[antlr-interest] 'C' code generator and Unicode

Thu Jul 12 09:21:39 PDT 2007

Jim,

Thank you so much for the quick response. It's very nice to know when joining a new list that it's active.

I haven't digested all you said yet but I tried reading the file binary wise and passing in the UCS2 string. It looks a lot better but I guess I'm still doing something a little wrong. The output is this,

-memory-(1) : lexer error 3 :
        1:1: Tokens : ( CAP | LWR | WHITESPACE | BOTH | FULL | ALLUPPER | ALLLOW
ER | MIXED ); at offset 0, near char(0XFF) :
         ?T
FULL
ALLUPPER
ALLLOWER
MIXED

but I also get an assertion failure which I have to ignore twice to get the output. The assertion says
File: isctype.c Line: 56
Expression: (unsigned)(C+1) <= 256

My guess at the parser failure is that it dosen't like the BOM marker. Do you haddle the BOM or expect the order to be LE or BE?

Bob,

UCS2 (which is UTF16 without surrogate support basically) works fine, but instead of using the default input stream you need to name the 16 bit UCS2 version:

antlr3NewUCS2StringInPlaceStream() - In memory string

I have just noticed that I have not provided the equivalent function for files, so for the moment you will need to read it yourself and pass in  the pointer to the data.
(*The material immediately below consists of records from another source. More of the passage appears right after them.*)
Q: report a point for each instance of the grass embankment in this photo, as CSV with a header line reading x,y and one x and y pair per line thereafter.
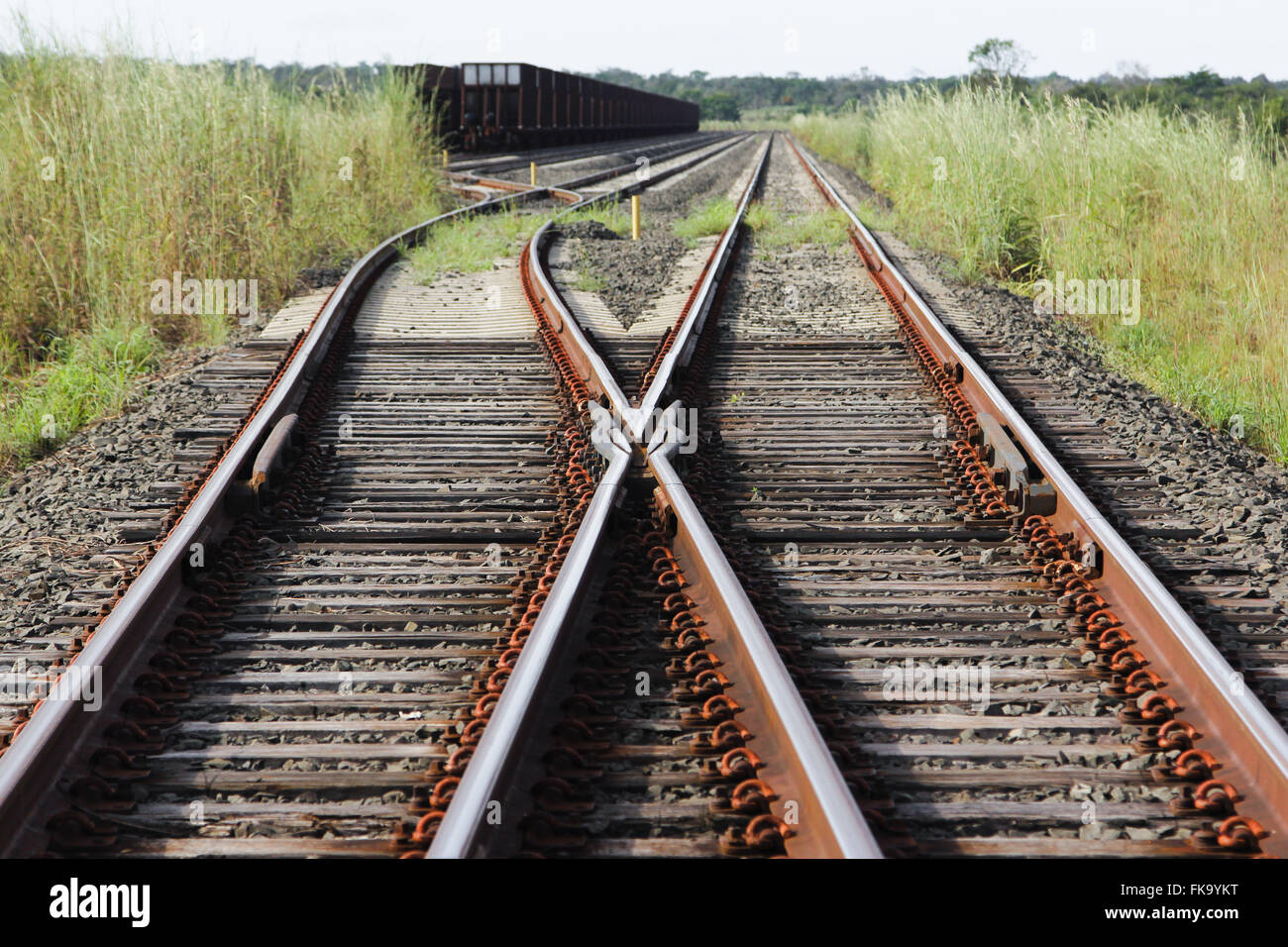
x,y
1020,191
116,171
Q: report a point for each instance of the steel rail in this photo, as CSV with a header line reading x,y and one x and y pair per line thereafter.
x,y
831,823
511,161
827,822
687,337
469,827
1236,727
596,373
115,655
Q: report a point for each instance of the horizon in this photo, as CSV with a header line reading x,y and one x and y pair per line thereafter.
x,y
1080,42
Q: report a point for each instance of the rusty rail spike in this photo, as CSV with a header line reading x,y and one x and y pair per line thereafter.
x,y
1136,615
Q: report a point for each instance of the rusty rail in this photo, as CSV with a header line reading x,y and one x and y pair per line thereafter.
x,y
115,651
811,797
1127,607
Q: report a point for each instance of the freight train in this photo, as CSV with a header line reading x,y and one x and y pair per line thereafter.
x,y
494,106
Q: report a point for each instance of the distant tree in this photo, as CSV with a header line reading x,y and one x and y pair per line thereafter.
x,y
720,106
995,58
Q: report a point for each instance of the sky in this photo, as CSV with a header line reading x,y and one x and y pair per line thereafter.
x,y
898,39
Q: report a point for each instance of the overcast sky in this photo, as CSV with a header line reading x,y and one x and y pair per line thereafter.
x,y
893,38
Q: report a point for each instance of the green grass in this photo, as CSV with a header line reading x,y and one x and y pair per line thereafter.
x,y
471,244
1016,191
776,231
117,170
81,379
614,217
707,221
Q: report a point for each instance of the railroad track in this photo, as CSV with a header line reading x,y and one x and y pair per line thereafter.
x,y
515,599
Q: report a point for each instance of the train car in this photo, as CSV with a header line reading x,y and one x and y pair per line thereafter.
x,y
441,91
510,106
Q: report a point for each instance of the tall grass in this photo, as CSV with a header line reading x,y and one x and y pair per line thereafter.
x,y
1019,189
119,170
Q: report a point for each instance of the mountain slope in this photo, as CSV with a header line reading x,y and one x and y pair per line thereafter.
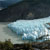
x,y
25,10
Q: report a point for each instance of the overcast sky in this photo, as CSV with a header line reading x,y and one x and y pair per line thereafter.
x,y
6,3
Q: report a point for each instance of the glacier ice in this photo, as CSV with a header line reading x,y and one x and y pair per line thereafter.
x,y
31,29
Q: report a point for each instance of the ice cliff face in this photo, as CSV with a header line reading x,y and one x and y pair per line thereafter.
x,y
33,30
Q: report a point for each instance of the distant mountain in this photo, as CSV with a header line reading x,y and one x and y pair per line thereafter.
x,y
25,10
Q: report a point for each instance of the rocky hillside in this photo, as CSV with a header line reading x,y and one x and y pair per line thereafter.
x,y
25,10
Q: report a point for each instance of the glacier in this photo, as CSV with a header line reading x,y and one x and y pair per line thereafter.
x,y
34,30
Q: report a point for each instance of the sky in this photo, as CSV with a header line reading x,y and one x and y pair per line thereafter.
x,y
6,3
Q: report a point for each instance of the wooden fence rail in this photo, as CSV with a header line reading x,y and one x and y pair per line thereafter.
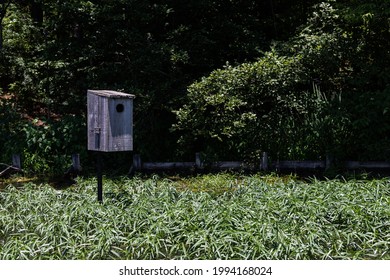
x,y
264,164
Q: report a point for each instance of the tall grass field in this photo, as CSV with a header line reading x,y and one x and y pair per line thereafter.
x,y
220,216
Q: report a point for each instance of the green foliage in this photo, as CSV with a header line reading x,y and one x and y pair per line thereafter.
x,y
309,97
256,218
277,52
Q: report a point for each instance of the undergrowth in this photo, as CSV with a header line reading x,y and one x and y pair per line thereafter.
x,y
206,217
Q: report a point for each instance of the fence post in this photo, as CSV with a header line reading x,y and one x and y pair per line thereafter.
x,y
16,161
328,161
76,162
137,162
264,162
198,160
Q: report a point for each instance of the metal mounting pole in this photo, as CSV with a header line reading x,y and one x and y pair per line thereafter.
x,y
99,177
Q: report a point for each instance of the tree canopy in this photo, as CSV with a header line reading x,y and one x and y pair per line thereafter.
x,y
231,78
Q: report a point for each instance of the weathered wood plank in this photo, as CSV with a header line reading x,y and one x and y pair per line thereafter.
x,y
367,165
306,164
225,165
167,165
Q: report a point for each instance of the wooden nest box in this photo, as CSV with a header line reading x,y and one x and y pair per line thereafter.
x,y
110,121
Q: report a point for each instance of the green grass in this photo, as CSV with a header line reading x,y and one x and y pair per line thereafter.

I have not provided UTF32 input streams, but this is just a matter of copying the code for UCS2 and changing the casts from {p}ANTLR3_UINT16 to {p}ANTLR3_UINT32.

Input streams for handling UTF-8 and UTF-16 with surrogates are a ways down the line from me typing fingers as there is a lot to do, but there is not a great deal of work here as the mark() an rewind() calls are set up to keep the absolute pointer rather than the character position for such streams.

Finally, not that the input stream is the only difference in the function, so a lexer/parser will work the same with any input stream at all because internally it uses UTF32. So, change the stream you create and otherwise use it exactly the same as your ASCII stream. 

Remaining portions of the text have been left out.